- Origin: Clonmel, County Tipperary, Ireland
- Genres: Blues rock
- Years active: 2009–present
- Members: Christy O'Hanlon Stephen McGrath George Barrett
- Website: crowblackchicken.com

= Crow Black Chicken =

Irish musical group

Crow Black Chicken is a three-piece blues-rock band from Cork and Clonmel, Ireland composed of Christy O'Hanlon (vocals, guitar), Stephen McGrath (bass) and George Barrett (drums, vocals). Described as 'The hardest working band in Ireland', Crow Black Chicken has continued to build a following now known as the 'Crow Black Chicken Army'. Invited as guests to 'Electric Picnic' each and every year, their unique style of original music envelopes southern American blues-rock influence.
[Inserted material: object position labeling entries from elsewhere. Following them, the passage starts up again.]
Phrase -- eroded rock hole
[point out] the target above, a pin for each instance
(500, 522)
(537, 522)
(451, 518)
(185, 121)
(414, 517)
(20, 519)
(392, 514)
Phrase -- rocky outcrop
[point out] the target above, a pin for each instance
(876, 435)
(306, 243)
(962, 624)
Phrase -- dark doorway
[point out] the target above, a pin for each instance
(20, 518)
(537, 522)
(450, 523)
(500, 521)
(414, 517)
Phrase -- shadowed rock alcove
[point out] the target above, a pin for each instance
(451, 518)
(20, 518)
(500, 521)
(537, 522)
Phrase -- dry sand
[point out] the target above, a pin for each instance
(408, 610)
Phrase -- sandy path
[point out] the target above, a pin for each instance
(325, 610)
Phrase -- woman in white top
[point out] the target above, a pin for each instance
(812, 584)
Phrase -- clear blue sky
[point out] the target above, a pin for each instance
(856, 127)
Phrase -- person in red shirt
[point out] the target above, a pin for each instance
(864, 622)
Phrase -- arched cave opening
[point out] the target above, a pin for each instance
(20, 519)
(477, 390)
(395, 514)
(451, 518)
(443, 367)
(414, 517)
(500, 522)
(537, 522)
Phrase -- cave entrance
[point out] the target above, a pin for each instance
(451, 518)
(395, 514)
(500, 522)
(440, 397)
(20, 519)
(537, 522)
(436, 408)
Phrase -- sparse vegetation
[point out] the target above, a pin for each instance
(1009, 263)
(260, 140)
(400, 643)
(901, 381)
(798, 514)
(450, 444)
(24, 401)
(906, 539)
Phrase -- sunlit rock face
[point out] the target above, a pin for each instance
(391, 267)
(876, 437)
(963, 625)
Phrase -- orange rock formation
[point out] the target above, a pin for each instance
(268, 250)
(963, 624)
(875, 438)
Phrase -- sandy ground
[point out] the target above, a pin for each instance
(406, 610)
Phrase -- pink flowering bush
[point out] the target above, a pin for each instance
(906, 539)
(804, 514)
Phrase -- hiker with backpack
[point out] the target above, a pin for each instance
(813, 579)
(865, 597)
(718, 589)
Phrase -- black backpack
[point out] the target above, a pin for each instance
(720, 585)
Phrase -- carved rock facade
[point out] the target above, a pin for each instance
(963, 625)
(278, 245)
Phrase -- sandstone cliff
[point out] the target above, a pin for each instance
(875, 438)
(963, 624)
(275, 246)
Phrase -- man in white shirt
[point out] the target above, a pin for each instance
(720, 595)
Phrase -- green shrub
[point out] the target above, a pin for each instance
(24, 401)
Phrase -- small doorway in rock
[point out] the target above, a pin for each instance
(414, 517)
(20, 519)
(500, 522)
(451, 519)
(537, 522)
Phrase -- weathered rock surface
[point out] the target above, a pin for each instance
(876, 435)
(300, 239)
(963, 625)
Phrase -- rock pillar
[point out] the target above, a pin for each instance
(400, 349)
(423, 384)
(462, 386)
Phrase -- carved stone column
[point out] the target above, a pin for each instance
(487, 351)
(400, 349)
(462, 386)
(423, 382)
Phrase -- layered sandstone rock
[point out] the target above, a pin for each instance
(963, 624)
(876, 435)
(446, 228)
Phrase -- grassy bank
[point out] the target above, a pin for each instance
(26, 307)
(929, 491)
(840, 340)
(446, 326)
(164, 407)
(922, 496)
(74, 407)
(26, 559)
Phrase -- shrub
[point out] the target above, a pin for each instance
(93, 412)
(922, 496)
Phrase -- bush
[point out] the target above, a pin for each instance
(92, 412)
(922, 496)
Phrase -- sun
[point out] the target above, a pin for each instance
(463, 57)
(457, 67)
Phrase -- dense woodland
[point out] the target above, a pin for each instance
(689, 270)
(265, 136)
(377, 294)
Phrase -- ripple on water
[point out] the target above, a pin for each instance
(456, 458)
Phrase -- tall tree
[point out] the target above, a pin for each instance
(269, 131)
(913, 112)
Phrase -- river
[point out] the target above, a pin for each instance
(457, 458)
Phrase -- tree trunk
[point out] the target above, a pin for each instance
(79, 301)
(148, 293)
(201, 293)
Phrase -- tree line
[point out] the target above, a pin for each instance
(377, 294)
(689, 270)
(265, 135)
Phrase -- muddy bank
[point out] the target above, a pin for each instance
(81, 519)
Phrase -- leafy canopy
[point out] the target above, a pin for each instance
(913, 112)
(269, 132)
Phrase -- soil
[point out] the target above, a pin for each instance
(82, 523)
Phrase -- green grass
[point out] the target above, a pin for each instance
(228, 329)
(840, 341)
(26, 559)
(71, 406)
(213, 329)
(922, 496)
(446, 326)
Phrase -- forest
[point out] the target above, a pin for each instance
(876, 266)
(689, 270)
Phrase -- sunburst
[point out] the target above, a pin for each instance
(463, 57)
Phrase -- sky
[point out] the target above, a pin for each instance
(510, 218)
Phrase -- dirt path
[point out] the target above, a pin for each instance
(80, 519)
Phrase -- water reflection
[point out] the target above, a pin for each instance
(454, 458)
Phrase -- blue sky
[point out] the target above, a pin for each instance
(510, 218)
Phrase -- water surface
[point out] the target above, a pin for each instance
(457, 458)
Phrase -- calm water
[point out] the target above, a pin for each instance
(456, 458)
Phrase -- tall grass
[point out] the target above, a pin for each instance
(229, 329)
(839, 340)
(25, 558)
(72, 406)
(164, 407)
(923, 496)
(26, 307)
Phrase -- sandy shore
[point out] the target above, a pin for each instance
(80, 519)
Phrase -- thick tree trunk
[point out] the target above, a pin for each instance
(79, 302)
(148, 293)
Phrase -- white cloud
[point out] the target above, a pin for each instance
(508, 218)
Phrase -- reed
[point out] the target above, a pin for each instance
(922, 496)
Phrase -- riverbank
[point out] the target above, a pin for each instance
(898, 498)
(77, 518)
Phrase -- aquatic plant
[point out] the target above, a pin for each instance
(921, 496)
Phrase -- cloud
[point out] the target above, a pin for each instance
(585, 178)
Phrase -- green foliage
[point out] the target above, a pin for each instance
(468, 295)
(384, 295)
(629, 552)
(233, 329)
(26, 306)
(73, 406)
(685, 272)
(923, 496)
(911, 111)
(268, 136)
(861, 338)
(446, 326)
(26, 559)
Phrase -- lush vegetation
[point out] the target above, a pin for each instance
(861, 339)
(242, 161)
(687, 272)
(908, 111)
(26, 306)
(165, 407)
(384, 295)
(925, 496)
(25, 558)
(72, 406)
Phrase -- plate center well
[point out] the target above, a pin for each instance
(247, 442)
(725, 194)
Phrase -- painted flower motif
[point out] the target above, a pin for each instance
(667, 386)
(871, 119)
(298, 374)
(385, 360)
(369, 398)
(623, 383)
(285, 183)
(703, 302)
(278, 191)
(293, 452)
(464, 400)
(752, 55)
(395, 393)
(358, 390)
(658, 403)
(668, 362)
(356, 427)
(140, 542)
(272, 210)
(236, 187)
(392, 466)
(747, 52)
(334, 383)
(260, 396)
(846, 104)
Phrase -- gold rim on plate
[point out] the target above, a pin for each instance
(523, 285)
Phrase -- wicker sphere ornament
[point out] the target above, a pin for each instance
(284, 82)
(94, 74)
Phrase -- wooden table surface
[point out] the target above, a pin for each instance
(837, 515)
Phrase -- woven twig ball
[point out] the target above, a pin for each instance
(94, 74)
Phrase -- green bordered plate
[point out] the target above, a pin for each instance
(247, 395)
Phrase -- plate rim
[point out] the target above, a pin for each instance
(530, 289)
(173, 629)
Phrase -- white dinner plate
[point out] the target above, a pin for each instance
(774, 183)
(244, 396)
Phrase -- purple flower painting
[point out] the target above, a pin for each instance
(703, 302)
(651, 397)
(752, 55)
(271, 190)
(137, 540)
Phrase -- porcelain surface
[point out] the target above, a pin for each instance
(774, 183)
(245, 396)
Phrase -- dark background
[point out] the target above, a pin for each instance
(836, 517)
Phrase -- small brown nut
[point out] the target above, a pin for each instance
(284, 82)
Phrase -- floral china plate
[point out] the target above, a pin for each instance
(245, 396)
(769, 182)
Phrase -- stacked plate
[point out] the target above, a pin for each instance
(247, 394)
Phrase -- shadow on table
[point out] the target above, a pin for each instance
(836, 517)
==History (2009 - present)==
Crow Black Chicken formed in 2009, releasing their début album Electric Soup in 2012 and second album Rumble Shake in June 2014 which charted in the Irish Albums Chart at number 12 in its first week of being released.

==Members==
- Christy O'Hanlon – Lead vocals, guitar
- Stephen McGrath – Bass
- George "Gev" Barrett - Drums, percussion, vocals

==Discography==

===Studio albums===

| Title | Details | Peak chart positions |  |  |  |  |  |  |  |  |  |
IRE
| Electric Soup | Released: 1 June 2012; Label: Self Released; Formats: CD, Download; | — |
| Rumble Shake | Released: 6 June 2014; Label: Self Released; Formats: CD, Download; | 12 |
| Pariah Brothers | Released: 15 July 2016; Label: Self Released; Formats: CD, Download; | — |
| Ghost Dance | Released: 13 June 2025; Label: Self Released; Formats: CD, Download; | — |
"—" denotes a title that did not chart.

===Live albums===

| Title | Album details |
|---|---|
| Deep South | Released: 2015; Label: Self Released; Formats: CD, Download; |
| South Roman Street | Released: 2018; Label: Self Released; Formats: CD, Download; |

===Singles===

Year: Title; Peak chart position; Album
IRL
2011: "White Lightning"; —; Electric Soup
2012: "Murmuration"; —
2014: "Rumble Shake"; —; Rumble Shake
2015: "Priest Hunter"; —
"—" denotes a title that did not chart.